Many firms are not abandoning ESG at all — they are simply becoming less performative about it.
Research from consultancy Isio in 2025 found that 97% of surveyed asset managers still maintained established ESG policies and dedicated sustainability teams despite the political backlash. (Isio)
This is important.
Much of sustainable investing has quietly moved from the margins into mainstream investment processes:
climate risk analysis,
stewardship,
supply chain resilience,
governance oversight,
biodiversity considerations,
and transition planning.
In many firms, these are no longer separate “ESG products.” They are increasingly embedded into core investment decision-making.
As one industry observer noted, many managers are recalibrating public messaging rather than abandoning underlying practices altogether. (IG)
That distinction matters because the backlash has exposed a central tension within sustainable finance:
Was ESG primarily a marketing identity?
Or was it genuinely about managing long-term systemic risks?
For some firms, the answer now looks increasingly clear.
The Firms Leaning In
A smaller group of asset managers has responded to the backlash not by retreating, but by doubling down.
These tend to share one characteristic:
ESG was never peripheral to the business model.
Take Generation Investment Management, co-founded by Al Gore and David Blood. Sustainability has been central to its philosophy since inception, long before ESG became fashionable.
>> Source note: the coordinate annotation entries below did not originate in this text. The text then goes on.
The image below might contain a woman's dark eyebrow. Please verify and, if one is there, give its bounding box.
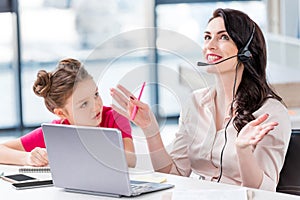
[204,30,227,35]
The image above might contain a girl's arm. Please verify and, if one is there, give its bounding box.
[123,138,136,168]
[111,85,173,173]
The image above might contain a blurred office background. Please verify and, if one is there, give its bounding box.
[0,0,300,134]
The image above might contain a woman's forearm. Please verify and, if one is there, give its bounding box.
[0,144,28,165]
[237,146,263,188]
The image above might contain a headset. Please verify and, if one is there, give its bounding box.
[238,24,255,63]
[197,24,255,66]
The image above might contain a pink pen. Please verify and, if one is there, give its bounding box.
[130,82,146,120]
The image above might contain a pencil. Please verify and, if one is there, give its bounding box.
[130,82,146,120]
The firm has continued advocating for long-term sustainable capitalism despite political hostility toward ESG terminology.
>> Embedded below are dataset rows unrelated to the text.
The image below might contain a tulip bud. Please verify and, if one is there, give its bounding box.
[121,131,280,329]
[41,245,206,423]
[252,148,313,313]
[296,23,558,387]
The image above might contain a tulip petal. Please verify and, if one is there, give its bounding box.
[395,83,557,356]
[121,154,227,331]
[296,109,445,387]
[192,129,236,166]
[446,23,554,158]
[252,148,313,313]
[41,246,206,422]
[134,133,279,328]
Similarly, Robeco, Amundi, Northern Trust Asset Management and Aviva Investors have continued publicly emphasising stewardship, climate transition investing and systemic risk management even as some US peers have become more cautious.
In the UK and Europe especially, many investors increasingly view sustainability not as ideology but as fiduciary duty.
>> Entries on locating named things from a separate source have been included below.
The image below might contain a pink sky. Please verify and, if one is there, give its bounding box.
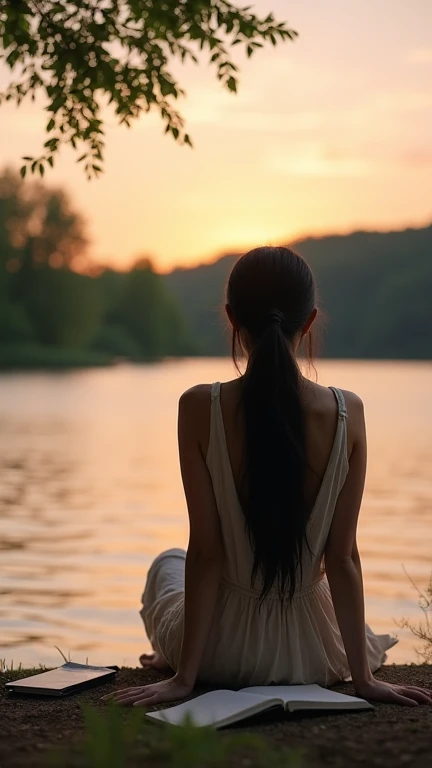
[0,0,432,269]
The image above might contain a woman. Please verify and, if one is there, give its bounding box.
[107,248,432,706]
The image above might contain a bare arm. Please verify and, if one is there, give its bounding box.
[325,398,372,688]
[177,391,224,687]
[105,387,224,707]
[325,393,432,706]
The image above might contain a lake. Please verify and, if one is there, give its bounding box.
[0,359,432,666]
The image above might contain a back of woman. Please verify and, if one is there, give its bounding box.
[105,248,430,706]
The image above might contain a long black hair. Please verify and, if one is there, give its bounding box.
[227,247,315,599]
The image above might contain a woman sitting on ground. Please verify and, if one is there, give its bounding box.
[108,248,432,706]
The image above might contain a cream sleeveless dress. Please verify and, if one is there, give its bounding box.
[140,383,397,687]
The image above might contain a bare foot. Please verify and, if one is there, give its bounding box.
[140,652,171,672]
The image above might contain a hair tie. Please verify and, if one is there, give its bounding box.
[267,309,284,325]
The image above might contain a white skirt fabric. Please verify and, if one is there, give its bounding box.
[140,549,397,687]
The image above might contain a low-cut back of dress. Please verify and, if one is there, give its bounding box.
[141,382,396,686]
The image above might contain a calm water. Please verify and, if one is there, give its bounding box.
[0,359,432,665]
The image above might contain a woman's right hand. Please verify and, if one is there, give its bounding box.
[355,678,432,707]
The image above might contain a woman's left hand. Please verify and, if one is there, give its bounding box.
[102,675,193,707]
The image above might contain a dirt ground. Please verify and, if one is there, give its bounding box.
[0,665,432,768]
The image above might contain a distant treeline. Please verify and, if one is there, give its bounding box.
[0,172,432,368]
[166,226,432,359]
[0,172,197,368]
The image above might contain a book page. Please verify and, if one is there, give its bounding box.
[7,661,113,691]
[242,685,372,711]
[147,691,283,728]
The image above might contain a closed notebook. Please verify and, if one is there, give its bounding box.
[6,661,119,696]
[147,685,372,728]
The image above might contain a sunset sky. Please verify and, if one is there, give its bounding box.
[0,0,432,269]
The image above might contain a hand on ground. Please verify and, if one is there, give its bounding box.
[356,680,432,707]
[102,675,193,707]
[139,651,171,672]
That conviction is beginning to produce measurable outcomes.
Global sustainable fund flows returned to positive territory in 2025 despite the backlash, with Morningstar reporting net inflows of approximately $4.9 billion in Q2 alone. (Morningstar, Inc.)
Meanwhile, pension funds and institutional allocators across Europe continue increasing allocations toward climate-transition and sustainability-linked strategies. (pensionsage.com)
The market signal is increasingly clear:
political noise and long-term capital flows are not necessarily moving in the same direction.
Why Commitment Matters
The firms emerging strongest from this period may not be the loudest advocates of ESG.
They may instead be the ones whose sustainability approach is sufficiently embedded that it survives political cycles.
Because genuine commitment changes behaviour.
When sustainability is integrated deeply into culture:
stewardship survives scrutiny,
climate analysis survives headlines,
and investment processes remain consistent even when branding becomes politically inconvenient.
That consistency builds credibility with long-term asset owners.
And increasingly, institutional investors are paying attention to which managers stayed the course under pressure — and which retreated at the first sign of political risk.
There is also a growing recognition that many ESG-related issues are simply financial realities by another name:
climate risk,
energy security,
supply-chain resilience,
water scarcity,
biodiversity loss,
and social instability.
These are not abstract ethical debates. They are long-term investment risks.
The End of Easy ESG
The ESG boom years allowed many firms to participate without true commitment.
The backlash is changing that.
Now, sustainable investing requires choices:
reputational risk,
political risk,
client education,
and sometimes short-term commercial sacrifice.
That is uncomfortable territory for large financial institutions.
But perhaps that is precisely why this moment matters.
The industry is moving from an era of easy consensus to one of differentiation.
And in that environment, investors are beginning to discover which firms were merely involved — and which were truly committed.